Authenticity

Authenticity

Authentic wines do not fit a specific mold.  On the contrary: they embrace diversity in viticulture, winemaking and finished product.  However, every authentic wine has at its heart a strong sense of place originating from respectful production.  Authentic wines are not wines made to please journalists or win trophies. They are balanced and subtle wines designed for thoughtful appreciation rather than instant gratification on tasting. The practices to achieve it are practical and varied, depending as they must on the particularities of the individual vineyard and winery, as well as the style and market segment of each wine. In this way, the concept of authenticity in wine is inclusive and progressive. For example, in order to optimize a wine’s sense of place, a winery may need to look at fruit ripeness in the context of its picking programme, or small adjustments to the level of intervention at the winemaking stage.

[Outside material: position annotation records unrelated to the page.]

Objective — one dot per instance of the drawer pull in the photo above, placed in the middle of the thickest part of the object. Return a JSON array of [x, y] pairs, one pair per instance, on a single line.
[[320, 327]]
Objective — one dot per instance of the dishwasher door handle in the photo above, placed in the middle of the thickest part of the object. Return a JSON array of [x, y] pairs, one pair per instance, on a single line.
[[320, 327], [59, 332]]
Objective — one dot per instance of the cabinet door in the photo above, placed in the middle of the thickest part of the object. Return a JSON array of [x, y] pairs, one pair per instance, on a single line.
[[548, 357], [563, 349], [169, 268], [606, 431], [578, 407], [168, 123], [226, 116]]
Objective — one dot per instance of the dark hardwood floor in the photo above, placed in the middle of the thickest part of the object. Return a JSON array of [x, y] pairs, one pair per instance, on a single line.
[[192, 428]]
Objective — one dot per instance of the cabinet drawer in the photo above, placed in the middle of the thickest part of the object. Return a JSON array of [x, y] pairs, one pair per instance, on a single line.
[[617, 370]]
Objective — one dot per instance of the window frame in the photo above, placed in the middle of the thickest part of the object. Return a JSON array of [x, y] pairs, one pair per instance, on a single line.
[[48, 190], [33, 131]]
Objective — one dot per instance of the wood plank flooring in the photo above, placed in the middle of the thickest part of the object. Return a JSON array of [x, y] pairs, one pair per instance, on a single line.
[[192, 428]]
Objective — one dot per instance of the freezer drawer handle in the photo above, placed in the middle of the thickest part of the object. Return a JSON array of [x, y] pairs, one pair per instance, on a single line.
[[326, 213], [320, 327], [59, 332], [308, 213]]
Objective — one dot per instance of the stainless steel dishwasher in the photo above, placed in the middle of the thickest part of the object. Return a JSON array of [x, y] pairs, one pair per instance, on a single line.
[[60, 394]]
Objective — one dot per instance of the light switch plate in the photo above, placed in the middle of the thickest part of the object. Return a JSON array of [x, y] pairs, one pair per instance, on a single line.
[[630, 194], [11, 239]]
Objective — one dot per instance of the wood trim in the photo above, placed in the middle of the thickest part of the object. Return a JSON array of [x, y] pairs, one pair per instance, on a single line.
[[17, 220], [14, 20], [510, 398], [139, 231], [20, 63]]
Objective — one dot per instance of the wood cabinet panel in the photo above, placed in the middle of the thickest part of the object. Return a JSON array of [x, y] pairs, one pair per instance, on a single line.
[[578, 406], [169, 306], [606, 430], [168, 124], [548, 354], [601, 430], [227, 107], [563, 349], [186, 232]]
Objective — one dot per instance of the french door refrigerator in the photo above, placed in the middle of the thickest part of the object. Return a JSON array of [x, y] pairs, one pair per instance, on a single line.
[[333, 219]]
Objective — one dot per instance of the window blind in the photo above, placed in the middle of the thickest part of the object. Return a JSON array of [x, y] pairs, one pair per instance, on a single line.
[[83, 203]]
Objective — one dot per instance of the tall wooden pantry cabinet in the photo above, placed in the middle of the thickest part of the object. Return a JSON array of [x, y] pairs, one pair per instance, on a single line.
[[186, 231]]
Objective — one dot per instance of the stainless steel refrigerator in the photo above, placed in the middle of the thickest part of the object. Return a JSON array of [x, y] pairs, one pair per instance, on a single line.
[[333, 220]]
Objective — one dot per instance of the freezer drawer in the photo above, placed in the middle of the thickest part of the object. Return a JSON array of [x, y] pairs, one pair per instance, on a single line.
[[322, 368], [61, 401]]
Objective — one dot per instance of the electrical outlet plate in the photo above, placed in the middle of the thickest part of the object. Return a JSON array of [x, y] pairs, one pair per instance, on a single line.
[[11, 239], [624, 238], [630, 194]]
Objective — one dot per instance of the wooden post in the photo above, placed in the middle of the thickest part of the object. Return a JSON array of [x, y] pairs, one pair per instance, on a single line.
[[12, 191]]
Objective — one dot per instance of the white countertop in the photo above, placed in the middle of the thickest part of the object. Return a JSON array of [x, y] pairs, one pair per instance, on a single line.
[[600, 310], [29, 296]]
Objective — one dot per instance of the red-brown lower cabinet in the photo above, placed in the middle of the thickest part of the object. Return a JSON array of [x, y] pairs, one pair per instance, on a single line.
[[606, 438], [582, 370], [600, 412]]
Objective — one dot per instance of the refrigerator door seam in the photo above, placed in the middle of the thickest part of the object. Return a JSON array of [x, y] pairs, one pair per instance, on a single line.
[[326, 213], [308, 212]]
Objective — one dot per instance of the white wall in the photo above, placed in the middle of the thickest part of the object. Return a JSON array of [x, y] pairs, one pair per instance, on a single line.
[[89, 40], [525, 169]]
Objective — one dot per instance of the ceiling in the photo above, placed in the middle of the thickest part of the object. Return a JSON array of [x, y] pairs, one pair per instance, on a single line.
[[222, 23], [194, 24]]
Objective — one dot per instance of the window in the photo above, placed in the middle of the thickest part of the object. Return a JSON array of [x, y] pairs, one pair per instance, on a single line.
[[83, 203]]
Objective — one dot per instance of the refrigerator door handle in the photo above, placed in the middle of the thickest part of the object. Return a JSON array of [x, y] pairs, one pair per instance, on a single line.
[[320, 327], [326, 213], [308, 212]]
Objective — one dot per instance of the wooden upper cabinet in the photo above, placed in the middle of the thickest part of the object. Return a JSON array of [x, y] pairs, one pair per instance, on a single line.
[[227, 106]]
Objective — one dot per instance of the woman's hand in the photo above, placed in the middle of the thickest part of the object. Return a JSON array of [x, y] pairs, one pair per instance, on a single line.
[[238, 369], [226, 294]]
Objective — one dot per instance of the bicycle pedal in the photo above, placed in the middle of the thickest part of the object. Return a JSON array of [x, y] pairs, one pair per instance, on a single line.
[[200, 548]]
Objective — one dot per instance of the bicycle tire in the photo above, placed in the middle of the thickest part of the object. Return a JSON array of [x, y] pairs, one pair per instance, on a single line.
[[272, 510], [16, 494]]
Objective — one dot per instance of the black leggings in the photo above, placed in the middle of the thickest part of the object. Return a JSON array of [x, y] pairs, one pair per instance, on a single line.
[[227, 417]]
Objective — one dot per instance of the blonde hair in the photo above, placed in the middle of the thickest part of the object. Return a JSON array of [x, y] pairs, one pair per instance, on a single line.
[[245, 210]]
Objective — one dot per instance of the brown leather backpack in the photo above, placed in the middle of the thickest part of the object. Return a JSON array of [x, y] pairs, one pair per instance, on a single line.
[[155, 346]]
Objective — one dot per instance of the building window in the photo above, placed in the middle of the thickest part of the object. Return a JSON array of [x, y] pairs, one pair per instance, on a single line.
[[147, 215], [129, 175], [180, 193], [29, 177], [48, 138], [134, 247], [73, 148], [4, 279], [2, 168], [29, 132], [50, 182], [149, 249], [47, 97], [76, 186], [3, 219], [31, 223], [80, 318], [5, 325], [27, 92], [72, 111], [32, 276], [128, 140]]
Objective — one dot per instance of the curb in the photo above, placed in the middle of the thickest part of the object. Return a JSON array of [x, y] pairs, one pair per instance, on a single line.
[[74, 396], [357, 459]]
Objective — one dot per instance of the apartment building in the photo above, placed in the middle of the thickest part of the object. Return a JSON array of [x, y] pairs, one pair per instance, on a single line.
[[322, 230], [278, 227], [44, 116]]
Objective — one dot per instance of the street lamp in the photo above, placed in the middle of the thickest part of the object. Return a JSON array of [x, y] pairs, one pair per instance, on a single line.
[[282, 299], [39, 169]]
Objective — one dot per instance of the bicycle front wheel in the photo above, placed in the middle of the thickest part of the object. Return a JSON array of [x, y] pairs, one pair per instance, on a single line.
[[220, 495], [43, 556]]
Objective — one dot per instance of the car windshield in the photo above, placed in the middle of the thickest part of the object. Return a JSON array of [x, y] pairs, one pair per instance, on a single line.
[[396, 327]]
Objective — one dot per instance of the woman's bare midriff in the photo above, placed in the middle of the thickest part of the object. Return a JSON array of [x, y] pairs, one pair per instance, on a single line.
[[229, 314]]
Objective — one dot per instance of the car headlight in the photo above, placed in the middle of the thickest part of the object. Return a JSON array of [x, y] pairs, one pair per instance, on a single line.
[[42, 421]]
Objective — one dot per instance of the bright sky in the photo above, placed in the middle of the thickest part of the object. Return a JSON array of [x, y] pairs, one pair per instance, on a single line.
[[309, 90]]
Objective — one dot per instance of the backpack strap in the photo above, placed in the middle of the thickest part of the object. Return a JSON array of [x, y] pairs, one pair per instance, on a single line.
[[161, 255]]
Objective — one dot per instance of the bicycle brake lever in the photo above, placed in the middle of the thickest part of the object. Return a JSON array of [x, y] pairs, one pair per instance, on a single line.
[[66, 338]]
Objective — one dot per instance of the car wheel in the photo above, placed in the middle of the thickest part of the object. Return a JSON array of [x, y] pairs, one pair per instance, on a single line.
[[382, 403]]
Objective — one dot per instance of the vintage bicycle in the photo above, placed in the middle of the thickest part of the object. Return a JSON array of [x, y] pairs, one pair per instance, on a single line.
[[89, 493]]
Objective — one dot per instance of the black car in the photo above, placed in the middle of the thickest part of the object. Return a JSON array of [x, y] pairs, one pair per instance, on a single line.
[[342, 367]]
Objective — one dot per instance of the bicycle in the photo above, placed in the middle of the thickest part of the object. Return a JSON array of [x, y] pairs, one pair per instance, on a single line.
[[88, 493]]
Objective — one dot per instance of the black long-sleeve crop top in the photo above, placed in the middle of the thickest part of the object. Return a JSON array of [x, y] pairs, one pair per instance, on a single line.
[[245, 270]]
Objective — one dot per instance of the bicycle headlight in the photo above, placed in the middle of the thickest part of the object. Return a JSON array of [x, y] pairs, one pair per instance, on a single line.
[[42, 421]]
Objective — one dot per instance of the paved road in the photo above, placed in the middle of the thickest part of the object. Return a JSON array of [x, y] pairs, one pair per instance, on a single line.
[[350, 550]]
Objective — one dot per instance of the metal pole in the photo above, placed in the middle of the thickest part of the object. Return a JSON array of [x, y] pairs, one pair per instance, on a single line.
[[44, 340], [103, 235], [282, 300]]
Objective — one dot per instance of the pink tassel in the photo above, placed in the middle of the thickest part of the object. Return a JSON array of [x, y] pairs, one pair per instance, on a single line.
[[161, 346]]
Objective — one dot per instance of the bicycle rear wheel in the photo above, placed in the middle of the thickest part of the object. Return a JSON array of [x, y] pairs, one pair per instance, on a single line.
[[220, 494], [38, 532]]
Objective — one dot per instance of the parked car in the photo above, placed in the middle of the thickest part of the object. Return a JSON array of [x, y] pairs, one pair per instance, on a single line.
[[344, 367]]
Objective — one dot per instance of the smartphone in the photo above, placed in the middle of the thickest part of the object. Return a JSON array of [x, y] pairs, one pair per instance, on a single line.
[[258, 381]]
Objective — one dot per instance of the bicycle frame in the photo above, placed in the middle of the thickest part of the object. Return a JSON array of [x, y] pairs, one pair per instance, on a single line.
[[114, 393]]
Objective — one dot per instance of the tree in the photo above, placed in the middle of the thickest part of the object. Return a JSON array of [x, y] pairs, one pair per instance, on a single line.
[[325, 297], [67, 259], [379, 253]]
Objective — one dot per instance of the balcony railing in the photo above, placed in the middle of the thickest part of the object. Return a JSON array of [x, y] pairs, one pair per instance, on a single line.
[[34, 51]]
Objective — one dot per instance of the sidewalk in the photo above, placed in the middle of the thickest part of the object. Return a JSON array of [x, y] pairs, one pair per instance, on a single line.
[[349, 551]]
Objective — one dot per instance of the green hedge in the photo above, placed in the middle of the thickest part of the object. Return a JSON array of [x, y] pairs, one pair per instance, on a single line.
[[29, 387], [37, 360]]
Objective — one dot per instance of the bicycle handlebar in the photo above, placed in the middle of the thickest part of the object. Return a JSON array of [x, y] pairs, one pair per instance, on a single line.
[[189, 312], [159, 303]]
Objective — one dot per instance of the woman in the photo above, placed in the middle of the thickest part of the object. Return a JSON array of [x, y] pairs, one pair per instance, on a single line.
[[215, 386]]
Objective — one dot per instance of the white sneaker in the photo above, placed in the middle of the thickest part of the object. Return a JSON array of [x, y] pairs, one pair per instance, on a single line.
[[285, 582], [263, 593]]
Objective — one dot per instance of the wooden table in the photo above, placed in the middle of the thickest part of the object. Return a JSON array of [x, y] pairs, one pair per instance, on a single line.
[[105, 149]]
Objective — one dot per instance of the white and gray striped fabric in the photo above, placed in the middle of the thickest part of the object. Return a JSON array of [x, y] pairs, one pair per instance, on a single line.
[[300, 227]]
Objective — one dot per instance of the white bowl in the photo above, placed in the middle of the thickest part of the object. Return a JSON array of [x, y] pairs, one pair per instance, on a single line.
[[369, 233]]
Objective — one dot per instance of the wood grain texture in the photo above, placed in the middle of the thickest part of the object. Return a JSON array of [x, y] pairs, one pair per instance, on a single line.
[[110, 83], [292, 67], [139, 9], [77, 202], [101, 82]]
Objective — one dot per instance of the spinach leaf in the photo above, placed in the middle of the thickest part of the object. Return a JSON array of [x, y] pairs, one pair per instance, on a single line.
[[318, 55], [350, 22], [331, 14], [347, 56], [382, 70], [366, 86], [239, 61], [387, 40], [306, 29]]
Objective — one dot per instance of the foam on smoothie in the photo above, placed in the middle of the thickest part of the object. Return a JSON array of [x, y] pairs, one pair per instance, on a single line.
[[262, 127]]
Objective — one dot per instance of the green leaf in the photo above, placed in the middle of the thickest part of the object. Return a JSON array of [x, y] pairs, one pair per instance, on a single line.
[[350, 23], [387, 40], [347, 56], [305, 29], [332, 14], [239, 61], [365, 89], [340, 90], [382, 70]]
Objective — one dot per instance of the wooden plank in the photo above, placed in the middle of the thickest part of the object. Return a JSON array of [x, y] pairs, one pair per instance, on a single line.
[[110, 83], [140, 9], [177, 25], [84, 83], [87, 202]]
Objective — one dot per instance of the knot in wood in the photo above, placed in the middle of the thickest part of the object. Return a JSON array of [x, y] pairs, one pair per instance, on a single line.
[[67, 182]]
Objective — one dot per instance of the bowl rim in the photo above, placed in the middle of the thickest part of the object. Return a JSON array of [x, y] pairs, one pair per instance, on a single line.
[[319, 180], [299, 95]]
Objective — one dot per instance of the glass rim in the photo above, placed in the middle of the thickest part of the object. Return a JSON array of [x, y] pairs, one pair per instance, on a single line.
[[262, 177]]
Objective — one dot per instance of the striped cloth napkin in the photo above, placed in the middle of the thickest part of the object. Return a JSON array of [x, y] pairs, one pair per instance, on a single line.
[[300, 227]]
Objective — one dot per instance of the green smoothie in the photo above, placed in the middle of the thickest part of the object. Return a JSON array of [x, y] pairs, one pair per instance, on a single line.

Careful modification in either of these areas can be the difference between producing an ordinary wine and one that shows an abundance of site personality. Below is a list of criteria that Peninsula work to in an effort to make more authentic wine: – Vineyards have balanced yields. i.e. are not over-cropped. -Fruit is picked early enough to retain freshness and definition. – Alcohol levels are in harmony with the rest of the wine.  – Strong expression of site character (a sense of place) with purity and transparency. – Free of faults and stable at bottling. – Made using Sympathetic Winemaking practices.

Elements that make a wine authentic

Sympathetic Winemaking – the path to a Sense of Place. Sympathetic winemaking enhances a wine’s sense of place.  As such it is the cornerstone of any authentic winemaking programme. Sympathetic winemaking is where intuition and methodology meet.  At this intersection there is an appreciation of and respect for nature, but also an acknowledgement of the essential role of science.  In the winery, this means a balanced approach to intervention, somewhere between ¨natural¨ (sulphur free) and ¨technical¨ winemaking. Sympathetic winemaking acknowledges that without winemaker intervention wine would not exist, thus leaving a wine to its ‘own devices’ will never produce an authentic wine. Equally, too much intervention masks diversity and site personality. The degree of intervention required should always be tailored to the specifics of the site in order to achieve the desired sense of place in the final wine.